Another telling point is the availability of open source themes. Interestingly, at one point, Drupal had the themes.drupal.org site that allowed users to test-drive the available themes for Drupal. As of Drupal 5.0, the site was abandoned due to the shortage of volunteers. WordPress also offers a number of add-on themes, though most of them are geared specifically toward bloggers. Similarly, Plone volunteers are rapidly putting out new themes on a daily basis, although there isn't a single location (other than plone.org where Plone themes can be found.

This is the most active time for the Plone theming community to date, and the entire community has taken notice.

More than books, tutorials, and the availability of open source themes, the actual skinning process is where comparing Plone and Drupal is most critical. It's generally acknowledged that getting started with skinning in Drupal and WordPress is easier because users only have to worry about CSS, but once you get past the initial theme, you have to worry about PHP, which can be spidery and hard to understand. Conversely, Plone's theming framework is tough at the outset, but easier, more logical, and sophisticated over the long haul. Both situations present special challenges.

According to Larry Garfield in #drupal:

I'd say the hardest thing to get used to with Drupal is letting Drupal do things the Drupal Way rather than trying to force it into your mold. Drupal can bend in all sorts of weird and exciting ways, if you bend it where it's designed to bend. But if you try to shoe-horn it into the way you wish it worked rather than the way it does, you'll waste a lot time needlessly, especially at the theming layer.

The same could be said about Plone, but Plone's problem is less about shoe-horning and more about having a lot of concepts that need to be understood before the real progress can be made. Additionally, Plone currently provides more than one method of accomplishing theming tasks, which can cause confusion. Those various methods are steadily being unified and simplified, and the goal of this book is to demystify the complexity of Plone with regards to theming.

Larry Garfield from #drupal followed his previous comment by saying that:

Drupal 6 includes a heavily rewritten theme layer that is a lot nicer to work with.

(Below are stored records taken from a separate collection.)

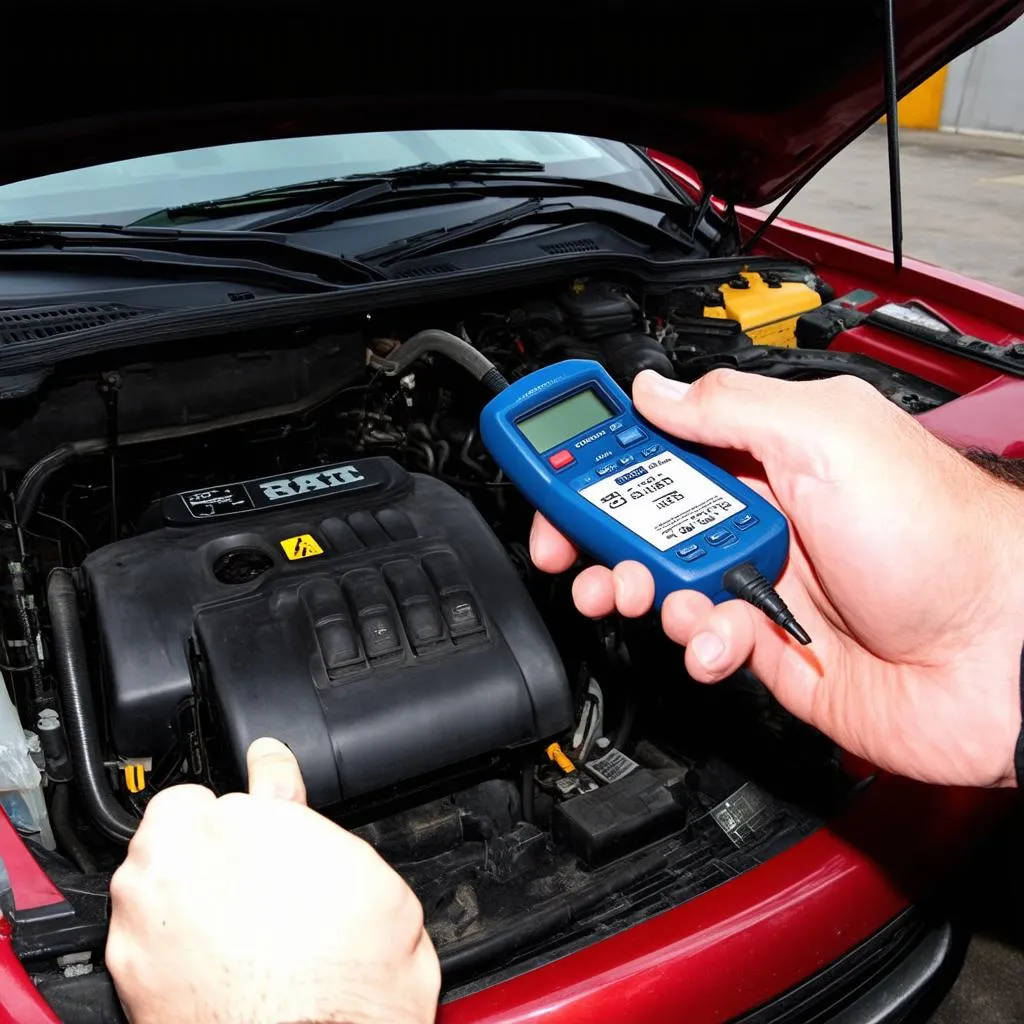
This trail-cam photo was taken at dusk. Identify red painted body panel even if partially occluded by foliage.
[0,809,63,910]
[438,776,1007,1024]
[0,151,1024,1024]
[0,924,60,1024]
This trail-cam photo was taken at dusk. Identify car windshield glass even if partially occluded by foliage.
[0,130,671,223]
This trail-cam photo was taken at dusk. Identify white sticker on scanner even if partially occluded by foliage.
[580,452,746,551]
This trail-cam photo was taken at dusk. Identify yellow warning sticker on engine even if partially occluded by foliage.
[281,534,324,562]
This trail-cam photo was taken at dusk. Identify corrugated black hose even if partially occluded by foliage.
[46,569,138,843]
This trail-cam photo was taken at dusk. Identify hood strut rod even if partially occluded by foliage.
[882,0,903,273]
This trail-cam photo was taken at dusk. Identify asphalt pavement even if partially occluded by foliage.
[774,128,1024,1024]
[785,126,1024,295]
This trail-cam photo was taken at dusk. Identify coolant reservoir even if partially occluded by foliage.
[0,676,56,850]
[703,270,821,348]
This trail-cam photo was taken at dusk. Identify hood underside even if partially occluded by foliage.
[0,0,1024,205]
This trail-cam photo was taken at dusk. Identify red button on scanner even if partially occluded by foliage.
[548,449,575,469]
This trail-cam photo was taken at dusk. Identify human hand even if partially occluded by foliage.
[106,739,440,1024]
[530,371,1024,786]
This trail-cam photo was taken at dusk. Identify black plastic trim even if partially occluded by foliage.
[729,909,963,1024]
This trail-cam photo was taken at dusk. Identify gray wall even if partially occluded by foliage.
[940,17,1024,134]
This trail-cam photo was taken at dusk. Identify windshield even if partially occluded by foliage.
[0,130,672,224]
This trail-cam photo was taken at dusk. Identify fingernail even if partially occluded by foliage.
[690,633,725,669]
[633,370,690,401]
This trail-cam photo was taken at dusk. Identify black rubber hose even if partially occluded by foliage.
[439,853,666,980]
[14,444,78,526]
[50,782,96,874]
[384,328,508,394]
[46,569,138,843]
[519,761,537,825]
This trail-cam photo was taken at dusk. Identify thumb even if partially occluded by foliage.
[246,736,306,804]
[633,370,877,473]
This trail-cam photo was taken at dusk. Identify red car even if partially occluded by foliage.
[0,0,1024,1024]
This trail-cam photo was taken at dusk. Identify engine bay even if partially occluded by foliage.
[0,260,954,1021]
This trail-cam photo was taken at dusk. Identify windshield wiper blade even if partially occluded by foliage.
[341,158,545,182]
[359,199,544,266]
[151,160,544,224]
[0,221,387,285]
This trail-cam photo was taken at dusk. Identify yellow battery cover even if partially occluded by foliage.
[703,270,821,348]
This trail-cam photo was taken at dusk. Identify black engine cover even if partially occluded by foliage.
[84,459,571,808]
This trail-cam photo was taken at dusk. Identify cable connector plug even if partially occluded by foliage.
[722,562,811,645]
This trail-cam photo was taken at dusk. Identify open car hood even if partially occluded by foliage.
[0,0,1024,205]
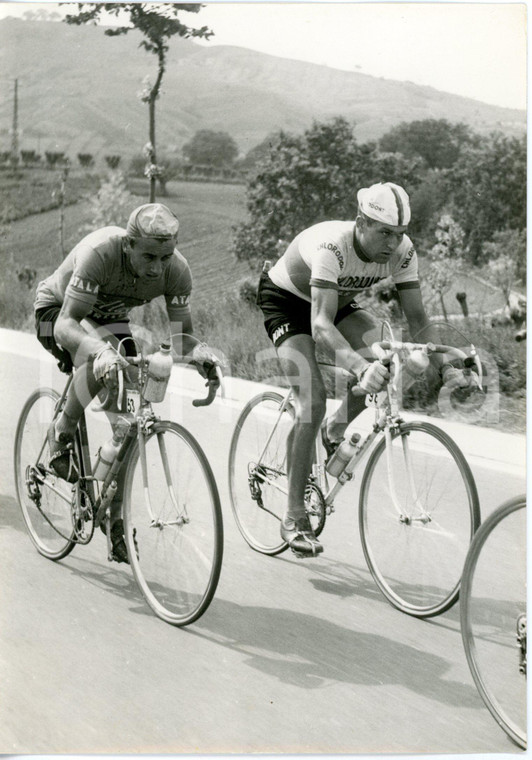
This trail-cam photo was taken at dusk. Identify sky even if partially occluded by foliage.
[0,0,528,109]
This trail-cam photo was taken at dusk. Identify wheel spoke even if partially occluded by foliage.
[360,423,479,617]
[14,389,80,559]
[124,422,223,625]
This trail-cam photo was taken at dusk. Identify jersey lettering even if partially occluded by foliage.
[338,275,384,290]
[170,295,190,306]
[318,243,345,269]
[71,274,98,295]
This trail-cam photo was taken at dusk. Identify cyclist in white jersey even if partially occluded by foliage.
[257,182,469,556]
[34,203,218,562]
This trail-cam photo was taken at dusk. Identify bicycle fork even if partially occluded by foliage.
[138,422,190,530]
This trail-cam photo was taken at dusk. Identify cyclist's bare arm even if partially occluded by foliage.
[55,295,105,367]
[397,286,440,343]
[310,287,368,375]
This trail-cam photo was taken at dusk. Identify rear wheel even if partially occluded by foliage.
[124,422,223,626]
[14,388,81,560]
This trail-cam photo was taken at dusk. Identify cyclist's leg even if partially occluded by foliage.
[257,273,326,555]
[277,334,326,554]
[325,302,380,443]
[56,319,136,435]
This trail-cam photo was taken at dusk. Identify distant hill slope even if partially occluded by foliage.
[0,18,526,156]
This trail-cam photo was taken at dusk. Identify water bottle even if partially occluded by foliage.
[142,343,174,403]
[93,427,125,480]
[325,433,360,478]
[405,349,430,376]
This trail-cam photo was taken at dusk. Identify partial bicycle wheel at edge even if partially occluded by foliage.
[14,388,81,560]
[359,422,480,618]
[460,496,527,749]
[123,422,223,626]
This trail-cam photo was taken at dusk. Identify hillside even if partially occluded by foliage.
[0,18,526,156]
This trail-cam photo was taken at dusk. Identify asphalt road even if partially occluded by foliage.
[0,342,525,754]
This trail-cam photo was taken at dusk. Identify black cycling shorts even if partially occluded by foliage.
[257,272,362,348]
[35,306,137,374]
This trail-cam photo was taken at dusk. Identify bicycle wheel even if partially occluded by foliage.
[14,388,81,560]
[359,422,480,617]
[460,496,526,749]
[123,422,223,626]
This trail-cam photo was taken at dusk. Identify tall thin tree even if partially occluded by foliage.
[65,2,213,203]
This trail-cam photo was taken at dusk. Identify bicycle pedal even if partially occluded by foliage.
[290,546,323,559]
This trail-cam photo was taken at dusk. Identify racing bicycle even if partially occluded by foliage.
[460,495,527,749]
[14,338,223,626]
[229,323,482,618]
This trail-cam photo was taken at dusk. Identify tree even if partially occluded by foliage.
[483,230,526,305]
[78,153,94,169]
[65,2,213,203]
[425,215,465,321]
[379,119,476,169]
[104,154,122,169]
[233,117,419,266]
[183,129,238,167]
[446,132,527,264]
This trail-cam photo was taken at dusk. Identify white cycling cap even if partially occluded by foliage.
[126,203,179,238]
[357,182,410,227]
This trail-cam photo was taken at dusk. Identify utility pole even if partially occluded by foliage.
[11,79,18,169]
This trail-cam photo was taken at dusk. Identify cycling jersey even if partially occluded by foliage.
[34,227,192,324]
[268,221,419,308]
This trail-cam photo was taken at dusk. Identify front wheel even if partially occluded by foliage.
[123,422,223,626]
[359,422,480,618]
[460,496,527,749]
[14,388,81,560]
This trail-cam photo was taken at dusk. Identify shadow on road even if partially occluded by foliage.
[186,598,479,708]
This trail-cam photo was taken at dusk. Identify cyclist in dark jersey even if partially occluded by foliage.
[34,203,216,561]
[257,182,469,556]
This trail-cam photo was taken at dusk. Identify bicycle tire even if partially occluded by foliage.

Plone doesn't currently have an abstracted theming layer, though there are certain tools that are available to themers that will be discussed in this book. Moreover, the future of Plone is Deliverance and collective.xdv, non-Plone-specific tools that will turn the theming process into a nearly CSS-only experience. Deliverance and collective.xdv will position Plone over with the Drupals and WordPresses of this world, and with much greater power.

It's worth spending time with Plone, especially once you get a glimpse at the power under the hood. The real potential is in the value to the content manager. Heavyweight blogs such as WordPress, or lightweight CMS's such as Drupal, simply don't offer the necessary flexibility or ease of use, nor do they have the same level of extensibility. If you can build a Plone theme, you'll appreciate the real value inherent in Plone, and building a theme doesn't need to be intimidating once you know where to start.

While there's always going to be the question of which CMS is the most appropriate for the job, it's clear that Plone has a bright future, and is keeping pace with other CMS frameworks.